Подходя ближе на этот раз, Дэлайла заметила жалюзи на окнах. Таких уже ни у кого не было. У всех были жалюзи внутри, с широкими белыми планками или из полированного дерева. Эти же были старыми и тонкими, потрескавшимися и потертыми друг от друга, словно каждую планку приделывали разные люди.
Единственный раз Дэлайла молилась, – когда ждала результаты экзамена. А сейчас поймала себя на том, что бормочет молитву, подходя к дому. Подойдя к ступенькам, она почувствовала себя так, словно собирается шагнуть в другой мир. И на краткий миг задумалась, вернется ли оттуда вообще.
Захочет ли.
Дэлайла схватилась за перила и поднялась на крыльцо, пытаясь унять внутреннюю дрожь. Одно дело хотеть быть там с Гэвином и с эйфорией ощущать, как магия Дома проникает ей под кожу. И совсем другое – быть тут в темноте, без него, зная, что Дом чувствует ее приближение.
Снаружи было тихо – подозрительно тихо, как она отметила, – и, прежде чем ступить на коврик перед дверью, она обернулась. Хотя стояла зима, во дворе зеленели деревья, цветов было так много, сколько она еще никогда не видела, а птиц не было. Пчелы не перелетали от цветка к цветку. Не было паутины, дрожащей на ветру. Несмотря на то, что за воротами и увитой лозами стеной выл ветер, во дворе все замерло.
Ей хотелось думать, что во дворе никого нет из-за зимы, а не потому что живые существа хотели держаться от Дома подальше.
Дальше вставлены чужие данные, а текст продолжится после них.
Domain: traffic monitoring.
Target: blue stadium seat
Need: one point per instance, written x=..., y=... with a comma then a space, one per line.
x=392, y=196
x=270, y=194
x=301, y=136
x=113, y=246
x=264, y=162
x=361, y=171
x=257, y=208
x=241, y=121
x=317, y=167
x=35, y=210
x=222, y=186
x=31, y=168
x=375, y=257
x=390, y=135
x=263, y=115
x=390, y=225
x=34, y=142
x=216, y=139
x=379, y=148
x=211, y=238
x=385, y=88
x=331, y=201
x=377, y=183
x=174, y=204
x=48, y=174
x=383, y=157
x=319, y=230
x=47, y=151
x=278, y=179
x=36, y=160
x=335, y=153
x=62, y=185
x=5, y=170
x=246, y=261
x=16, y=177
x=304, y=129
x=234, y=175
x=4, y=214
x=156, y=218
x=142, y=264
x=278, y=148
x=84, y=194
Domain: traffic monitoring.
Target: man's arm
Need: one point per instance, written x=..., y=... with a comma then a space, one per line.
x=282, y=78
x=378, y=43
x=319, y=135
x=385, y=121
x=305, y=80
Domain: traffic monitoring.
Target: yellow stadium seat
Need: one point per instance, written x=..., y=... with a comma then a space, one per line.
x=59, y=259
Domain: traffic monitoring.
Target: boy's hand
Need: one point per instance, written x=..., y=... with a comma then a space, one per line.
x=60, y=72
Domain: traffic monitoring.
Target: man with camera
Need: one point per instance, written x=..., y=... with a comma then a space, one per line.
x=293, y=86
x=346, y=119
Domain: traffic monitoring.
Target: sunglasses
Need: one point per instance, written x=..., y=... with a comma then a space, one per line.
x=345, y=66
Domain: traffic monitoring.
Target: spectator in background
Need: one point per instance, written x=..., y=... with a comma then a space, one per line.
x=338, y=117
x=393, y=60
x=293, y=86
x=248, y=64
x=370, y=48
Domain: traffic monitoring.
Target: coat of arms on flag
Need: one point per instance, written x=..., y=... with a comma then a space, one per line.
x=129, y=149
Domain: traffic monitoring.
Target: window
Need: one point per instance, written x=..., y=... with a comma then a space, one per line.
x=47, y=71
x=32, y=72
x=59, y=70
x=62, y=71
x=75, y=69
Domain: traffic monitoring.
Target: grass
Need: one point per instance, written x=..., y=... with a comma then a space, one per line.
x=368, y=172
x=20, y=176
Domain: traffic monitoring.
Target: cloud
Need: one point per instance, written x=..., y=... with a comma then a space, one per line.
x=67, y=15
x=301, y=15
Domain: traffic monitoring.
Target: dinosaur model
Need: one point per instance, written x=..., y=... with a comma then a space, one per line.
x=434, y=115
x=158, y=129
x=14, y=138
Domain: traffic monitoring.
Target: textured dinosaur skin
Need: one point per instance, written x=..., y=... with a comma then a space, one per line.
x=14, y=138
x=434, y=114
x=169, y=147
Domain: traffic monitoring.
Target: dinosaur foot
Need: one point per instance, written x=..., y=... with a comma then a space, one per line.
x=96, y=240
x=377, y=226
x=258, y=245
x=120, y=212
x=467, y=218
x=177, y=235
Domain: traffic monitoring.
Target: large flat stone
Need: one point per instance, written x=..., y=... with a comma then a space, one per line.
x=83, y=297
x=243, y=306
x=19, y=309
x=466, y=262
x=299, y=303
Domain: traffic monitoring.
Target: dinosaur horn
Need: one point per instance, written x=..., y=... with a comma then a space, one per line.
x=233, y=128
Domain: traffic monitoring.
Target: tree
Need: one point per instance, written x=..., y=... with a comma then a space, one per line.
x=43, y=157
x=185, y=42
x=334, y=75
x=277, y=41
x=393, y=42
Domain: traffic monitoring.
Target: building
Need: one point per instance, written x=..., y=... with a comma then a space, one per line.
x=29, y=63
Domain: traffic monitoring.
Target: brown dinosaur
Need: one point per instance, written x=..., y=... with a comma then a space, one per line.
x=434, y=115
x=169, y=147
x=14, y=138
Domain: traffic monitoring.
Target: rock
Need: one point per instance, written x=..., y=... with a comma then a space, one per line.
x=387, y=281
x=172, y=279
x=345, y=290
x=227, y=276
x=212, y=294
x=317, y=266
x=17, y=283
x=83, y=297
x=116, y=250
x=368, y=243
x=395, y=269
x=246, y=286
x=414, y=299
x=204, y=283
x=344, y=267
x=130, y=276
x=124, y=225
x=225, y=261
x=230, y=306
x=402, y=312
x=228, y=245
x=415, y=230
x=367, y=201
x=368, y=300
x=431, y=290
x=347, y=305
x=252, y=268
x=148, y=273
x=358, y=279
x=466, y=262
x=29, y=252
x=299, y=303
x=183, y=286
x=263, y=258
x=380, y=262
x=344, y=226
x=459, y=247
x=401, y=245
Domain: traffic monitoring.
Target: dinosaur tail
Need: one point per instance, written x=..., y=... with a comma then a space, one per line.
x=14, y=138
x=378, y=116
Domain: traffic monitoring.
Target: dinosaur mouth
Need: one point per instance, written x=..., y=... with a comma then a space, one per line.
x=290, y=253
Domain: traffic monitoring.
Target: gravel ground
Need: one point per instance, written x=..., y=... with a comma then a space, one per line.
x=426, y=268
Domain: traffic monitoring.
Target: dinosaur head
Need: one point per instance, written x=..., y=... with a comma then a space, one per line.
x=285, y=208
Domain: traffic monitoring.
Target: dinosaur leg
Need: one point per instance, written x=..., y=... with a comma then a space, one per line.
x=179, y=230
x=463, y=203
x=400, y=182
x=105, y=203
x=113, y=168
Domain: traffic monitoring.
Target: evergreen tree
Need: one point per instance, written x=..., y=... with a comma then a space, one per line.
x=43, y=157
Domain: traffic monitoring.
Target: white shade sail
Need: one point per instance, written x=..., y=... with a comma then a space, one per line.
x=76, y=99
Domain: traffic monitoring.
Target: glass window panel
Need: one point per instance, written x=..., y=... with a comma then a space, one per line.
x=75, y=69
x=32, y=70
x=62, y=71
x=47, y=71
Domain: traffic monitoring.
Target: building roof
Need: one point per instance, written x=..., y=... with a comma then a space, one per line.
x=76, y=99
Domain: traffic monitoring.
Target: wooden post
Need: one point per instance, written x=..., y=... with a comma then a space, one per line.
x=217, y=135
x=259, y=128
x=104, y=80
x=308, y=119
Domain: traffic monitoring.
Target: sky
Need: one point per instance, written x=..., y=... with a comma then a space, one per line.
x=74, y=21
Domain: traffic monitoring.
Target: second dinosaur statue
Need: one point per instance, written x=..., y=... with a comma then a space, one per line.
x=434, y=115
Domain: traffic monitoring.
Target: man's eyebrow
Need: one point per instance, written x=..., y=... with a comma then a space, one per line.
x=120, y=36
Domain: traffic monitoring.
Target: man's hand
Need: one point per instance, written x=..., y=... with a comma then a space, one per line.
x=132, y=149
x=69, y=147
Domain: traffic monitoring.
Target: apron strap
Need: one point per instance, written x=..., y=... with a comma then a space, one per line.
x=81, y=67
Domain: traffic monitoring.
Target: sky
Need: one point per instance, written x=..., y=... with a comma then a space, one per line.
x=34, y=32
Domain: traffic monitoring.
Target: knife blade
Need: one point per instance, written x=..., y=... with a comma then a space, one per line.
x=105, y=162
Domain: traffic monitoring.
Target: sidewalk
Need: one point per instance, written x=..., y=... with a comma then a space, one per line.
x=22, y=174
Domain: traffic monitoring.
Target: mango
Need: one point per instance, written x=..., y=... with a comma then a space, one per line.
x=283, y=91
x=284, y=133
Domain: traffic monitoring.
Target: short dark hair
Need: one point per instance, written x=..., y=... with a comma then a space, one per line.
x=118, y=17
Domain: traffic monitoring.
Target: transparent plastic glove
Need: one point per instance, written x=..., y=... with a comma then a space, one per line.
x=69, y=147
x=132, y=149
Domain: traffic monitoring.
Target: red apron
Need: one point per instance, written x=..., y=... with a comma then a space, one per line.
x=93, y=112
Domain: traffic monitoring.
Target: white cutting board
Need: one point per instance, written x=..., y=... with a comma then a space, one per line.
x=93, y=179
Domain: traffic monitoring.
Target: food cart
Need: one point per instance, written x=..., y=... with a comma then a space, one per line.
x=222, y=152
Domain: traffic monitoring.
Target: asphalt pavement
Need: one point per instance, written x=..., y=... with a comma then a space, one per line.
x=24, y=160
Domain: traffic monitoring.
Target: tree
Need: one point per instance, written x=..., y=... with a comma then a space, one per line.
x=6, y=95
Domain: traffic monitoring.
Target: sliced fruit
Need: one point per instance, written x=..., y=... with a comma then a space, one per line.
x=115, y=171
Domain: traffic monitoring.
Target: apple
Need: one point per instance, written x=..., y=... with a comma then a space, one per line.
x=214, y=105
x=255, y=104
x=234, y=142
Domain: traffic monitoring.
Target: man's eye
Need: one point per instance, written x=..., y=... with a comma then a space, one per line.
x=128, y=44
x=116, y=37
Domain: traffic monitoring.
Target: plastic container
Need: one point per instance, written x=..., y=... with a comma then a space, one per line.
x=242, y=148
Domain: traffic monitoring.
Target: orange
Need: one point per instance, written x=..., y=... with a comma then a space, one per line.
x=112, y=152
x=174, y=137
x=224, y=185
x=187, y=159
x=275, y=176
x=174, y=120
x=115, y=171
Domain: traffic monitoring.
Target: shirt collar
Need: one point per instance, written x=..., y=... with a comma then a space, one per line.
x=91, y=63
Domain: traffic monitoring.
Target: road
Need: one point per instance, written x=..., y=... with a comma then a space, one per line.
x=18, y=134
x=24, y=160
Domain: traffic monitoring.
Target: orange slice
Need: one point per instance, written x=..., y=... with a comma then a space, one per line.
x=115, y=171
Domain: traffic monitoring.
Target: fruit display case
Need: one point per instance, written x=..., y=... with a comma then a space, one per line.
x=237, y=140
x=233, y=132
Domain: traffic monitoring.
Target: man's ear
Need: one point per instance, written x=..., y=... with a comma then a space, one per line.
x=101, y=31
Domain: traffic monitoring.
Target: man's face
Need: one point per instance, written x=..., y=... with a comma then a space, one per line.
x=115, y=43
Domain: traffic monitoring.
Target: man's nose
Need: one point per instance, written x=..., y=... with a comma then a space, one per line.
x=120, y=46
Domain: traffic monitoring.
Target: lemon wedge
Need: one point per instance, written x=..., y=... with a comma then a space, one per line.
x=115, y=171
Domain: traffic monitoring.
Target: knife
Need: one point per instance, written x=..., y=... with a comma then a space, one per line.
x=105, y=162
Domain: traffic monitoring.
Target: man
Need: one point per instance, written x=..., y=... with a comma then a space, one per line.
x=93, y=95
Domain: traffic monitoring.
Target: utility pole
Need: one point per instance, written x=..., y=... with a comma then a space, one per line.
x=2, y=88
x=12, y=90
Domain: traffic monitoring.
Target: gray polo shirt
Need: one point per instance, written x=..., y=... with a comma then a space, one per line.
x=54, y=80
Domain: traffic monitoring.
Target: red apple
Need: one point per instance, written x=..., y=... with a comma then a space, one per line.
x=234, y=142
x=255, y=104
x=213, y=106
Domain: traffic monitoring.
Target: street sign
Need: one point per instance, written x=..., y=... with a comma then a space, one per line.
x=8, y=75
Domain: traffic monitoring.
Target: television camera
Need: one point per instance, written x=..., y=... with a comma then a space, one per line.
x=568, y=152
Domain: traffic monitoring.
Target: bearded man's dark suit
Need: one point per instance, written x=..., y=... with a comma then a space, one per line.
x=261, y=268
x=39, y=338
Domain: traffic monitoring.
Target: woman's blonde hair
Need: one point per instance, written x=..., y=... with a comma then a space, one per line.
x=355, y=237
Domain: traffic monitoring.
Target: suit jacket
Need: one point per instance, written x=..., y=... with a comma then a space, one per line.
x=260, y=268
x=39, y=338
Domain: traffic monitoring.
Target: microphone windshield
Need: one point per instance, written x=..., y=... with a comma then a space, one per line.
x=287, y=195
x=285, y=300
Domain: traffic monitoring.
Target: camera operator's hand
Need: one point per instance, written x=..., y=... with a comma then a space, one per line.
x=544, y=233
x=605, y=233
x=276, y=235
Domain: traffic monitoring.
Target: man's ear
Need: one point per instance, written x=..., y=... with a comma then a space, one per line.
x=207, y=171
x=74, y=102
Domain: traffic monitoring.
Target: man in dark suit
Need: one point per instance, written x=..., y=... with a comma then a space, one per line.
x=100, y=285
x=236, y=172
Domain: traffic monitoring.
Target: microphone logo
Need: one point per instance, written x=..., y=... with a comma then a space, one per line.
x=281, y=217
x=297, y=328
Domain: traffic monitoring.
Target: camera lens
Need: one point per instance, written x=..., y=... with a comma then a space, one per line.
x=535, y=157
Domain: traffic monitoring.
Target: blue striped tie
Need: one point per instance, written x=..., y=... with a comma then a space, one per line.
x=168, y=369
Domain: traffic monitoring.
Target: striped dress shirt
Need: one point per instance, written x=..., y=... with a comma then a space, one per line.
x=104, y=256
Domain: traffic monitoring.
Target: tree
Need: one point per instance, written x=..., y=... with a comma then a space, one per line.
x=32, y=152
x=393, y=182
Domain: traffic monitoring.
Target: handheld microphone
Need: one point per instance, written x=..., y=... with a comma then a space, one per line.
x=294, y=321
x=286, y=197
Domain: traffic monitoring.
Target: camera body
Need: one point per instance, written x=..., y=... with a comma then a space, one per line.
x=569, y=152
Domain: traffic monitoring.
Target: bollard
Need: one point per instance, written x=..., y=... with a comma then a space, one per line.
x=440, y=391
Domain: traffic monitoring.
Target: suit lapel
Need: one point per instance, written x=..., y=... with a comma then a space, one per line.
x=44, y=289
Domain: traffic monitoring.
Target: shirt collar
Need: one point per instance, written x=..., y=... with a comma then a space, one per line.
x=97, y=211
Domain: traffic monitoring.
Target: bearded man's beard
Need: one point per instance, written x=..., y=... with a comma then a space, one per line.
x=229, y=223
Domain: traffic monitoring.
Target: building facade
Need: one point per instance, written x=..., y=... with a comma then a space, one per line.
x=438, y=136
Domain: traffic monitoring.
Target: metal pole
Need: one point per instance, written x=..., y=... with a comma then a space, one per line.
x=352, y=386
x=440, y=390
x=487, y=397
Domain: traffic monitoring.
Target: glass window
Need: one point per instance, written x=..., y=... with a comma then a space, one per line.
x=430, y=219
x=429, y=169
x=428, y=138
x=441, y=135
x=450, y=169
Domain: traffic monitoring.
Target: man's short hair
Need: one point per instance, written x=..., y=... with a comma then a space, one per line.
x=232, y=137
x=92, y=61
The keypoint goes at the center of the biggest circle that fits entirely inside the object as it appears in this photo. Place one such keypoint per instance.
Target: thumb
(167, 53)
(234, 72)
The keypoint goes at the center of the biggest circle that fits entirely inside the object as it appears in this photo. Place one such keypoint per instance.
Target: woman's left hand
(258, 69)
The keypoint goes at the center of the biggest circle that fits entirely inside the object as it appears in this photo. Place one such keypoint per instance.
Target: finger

Дэлайла потянулась к латунной ручке и удивилась, когда та легко повернулась, открыв дверь.
Сейчас Дом выглядел уютным. В золотистом свете закатных лучей все казалось приятным и теплым. Но в камине не потрескивал огонь, а на полу залегли тени, тянувшиеся от ковра и словно собирающиеся игриво цапнуть ее за пятки.
Взгляд Дэлайлы заскользил по безмолвному Пианино, и она задумалась, был ли прав Гэвин, что оно устало играть, или же причина в тех ее словах. Она надеялась, что не в них.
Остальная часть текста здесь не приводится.